There are various narratives explaining the name "Starvation". Orson Mott recounted the most credible story. In 1900, A.M. Murdock of Heber city, approached Major Myton of the Uintah Indian reservation to purchase grazing permits for his cattle. He was given grazing permits in the upper Strawberry river area. Dave Murdock, brother of Al Murdock, had secured a contract to provide beef to the Ute tribe at Fort Duchesne. In the fall of 1904 they brought the herd out of the high grazing areas and made it to the river bottoms which is now covered by Starvation reservoir. Very heavy snows stranded the herd. With no feed the entire herd died. Dave Murdock named the area "Starvation Flats" from this experience.

Another account describes a group of fur trappers stranded in harsh winter conditions who survived by stealing a local Native American cache of food, which resulted in their starvation. Another account tells the opposite story, with the Indians doing the stealing and the trappers starving. A third story involves a local rancher who attempted to graze livestock in the area, and they all starved. Yet another explanation for the name involves settlers in the early 1900s trying to survive along the banks of the Strawberry River, in the area now occupied by the reservoir. These settlers dealt with near-starvation in a hostile environment. Winters in the area are long and cold, and their livestock often died. The area's short growing season was hindered by floods, hail, early frost and other problems. These settlers could have nicknamed the area Starvation.

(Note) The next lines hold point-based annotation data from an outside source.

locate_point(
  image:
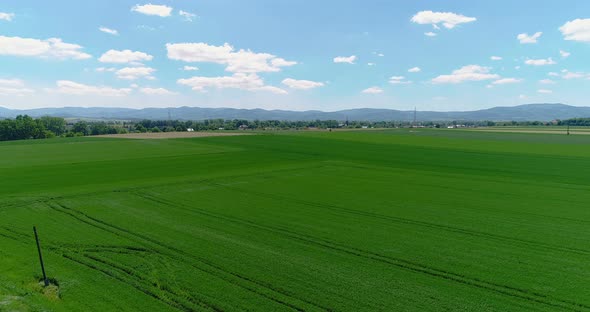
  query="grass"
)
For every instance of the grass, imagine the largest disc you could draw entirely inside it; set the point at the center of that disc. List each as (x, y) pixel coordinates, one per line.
(392, 220)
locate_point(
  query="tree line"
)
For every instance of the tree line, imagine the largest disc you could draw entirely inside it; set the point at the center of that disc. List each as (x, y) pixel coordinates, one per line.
(25, 127)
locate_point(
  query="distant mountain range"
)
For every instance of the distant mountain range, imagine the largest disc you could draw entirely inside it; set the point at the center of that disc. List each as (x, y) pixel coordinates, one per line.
(528, 112)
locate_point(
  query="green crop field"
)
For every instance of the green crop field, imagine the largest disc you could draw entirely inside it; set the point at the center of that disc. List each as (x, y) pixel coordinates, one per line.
(392, 220)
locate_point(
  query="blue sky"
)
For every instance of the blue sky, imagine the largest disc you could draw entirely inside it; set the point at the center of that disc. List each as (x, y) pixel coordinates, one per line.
(298, 55)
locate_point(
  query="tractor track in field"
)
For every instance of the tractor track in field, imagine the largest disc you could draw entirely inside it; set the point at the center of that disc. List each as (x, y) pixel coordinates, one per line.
(537, 245)
(175, 253)
(125, 278)
(507, 290)
(141, 288)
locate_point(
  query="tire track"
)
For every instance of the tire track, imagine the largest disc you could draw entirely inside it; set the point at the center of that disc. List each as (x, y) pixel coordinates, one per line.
(124, 278)
(397, 262)
(538, 245)
(175, 253)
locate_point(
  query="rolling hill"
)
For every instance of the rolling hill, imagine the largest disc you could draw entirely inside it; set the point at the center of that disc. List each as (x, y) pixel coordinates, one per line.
(528, 112)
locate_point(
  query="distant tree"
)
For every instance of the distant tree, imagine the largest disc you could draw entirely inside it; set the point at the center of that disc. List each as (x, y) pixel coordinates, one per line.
(56, 125)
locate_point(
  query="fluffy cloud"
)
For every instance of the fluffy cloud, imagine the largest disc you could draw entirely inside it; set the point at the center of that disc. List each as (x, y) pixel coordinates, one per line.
(576, 30)
(345, 59)
(241, 61)
(398, 80)
(156, 91)
(153, 9)
(506, 81)
(125, 56)
(302, 84)
(372, 90)
(573, 75)
(74, 88)
(14, 87)
(467, 73)
(105, 69)
(242, 81)
(6, 16)
(564, 54)
(525, 38)
(189, 68)
(447, 19)
(132, 73)
(49, 48)
(187, 16)
(540, 62)
(109, 31)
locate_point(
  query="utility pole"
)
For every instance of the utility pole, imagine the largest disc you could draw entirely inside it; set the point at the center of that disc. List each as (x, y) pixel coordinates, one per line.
(45, 281)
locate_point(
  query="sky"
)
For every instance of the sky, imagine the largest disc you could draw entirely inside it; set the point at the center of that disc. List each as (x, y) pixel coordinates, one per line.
(294, 55)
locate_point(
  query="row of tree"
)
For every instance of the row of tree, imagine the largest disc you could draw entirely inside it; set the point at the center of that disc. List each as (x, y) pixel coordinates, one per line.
(25, 127)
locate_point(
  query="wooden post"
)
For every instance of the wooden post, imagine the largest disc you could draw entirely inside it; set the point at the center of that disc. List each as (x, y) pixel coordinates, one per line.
(41, 258)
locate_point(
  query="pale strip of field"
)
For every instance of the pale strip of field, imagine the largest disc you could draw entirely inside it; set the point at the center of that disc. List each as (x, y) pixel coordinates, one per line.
(169, 135)
(520, 130)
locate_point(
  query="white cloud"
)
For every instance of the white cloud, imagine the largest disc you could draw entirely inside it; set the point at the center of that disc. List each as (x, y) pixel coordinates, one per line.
(447, 19)
(49, 48)
(6, 16)
(132, 73)
(564, 54)
(124, 56)
(109, 31)
(467, 73)
(14, 87)
(372, 90)
(153, 9)
(302, 84)
(280, 62)
(398, 80)
(241, 61)
(540, 62)
(146, 27)
(573, 75)
(187, 15)
(345, 59)
(525, 38)
(105, 69)
(156, 91)
(74, 88)
(242, 81)
(506, 81)
(576, 30)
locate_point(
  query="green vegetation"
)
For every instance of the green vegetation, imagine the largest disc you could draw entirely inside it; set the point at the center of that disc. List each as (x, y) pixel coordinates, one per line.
(392, 220)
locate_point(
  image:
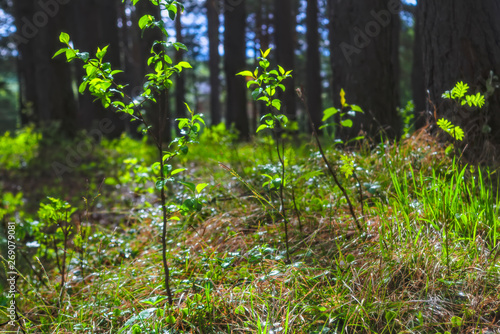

In 2019 the park (which had previously been named the Starvation State Park) was officially renamed the Fred Hayes State Park at Starvation. Hayes had been the director of the Utah Division of Parks and Recreation (now known as the Utah Division of State Parks) from 2012 until he died unexpectedly in early March 2018.

== Fishing ==
Encompassing nearly 3,500 surface acres, the reservoir is part of Fred Hayes State Park at Starvation and is known for its scenic high-desert landscape and diverse fishery. Anglers are drawn to its waters for a chance to catch a variety of species, including walleye, smallmouth bass, rainbow trout, and brown trout. Starvation Reservoir is especially renowned for its trophy walleye and hosts multiple fishing tournaments throughout the year. The reservoir’s clear waters and relatively low fishing pressure make it a favored spot for both casual anglers and seasoned sportsmen. State biologists stocked kokanee salmon at Starvation Reservoir in 2016, as an experiment to see if it would be possible to establish a population of the landlocked salmon at the lake. These efforts proved unsuccessful, and the efforts with kokanee were abandoned in 2025.

==Starvation Dam==
The Starvation Dam is a 210 ft, 3070 ft earthfill dam. The reservoir is fed by the Strawberry River in the Uinta Basin, and is part of the Central Utah Project – Bonneville Unit. It was constructed in 1970.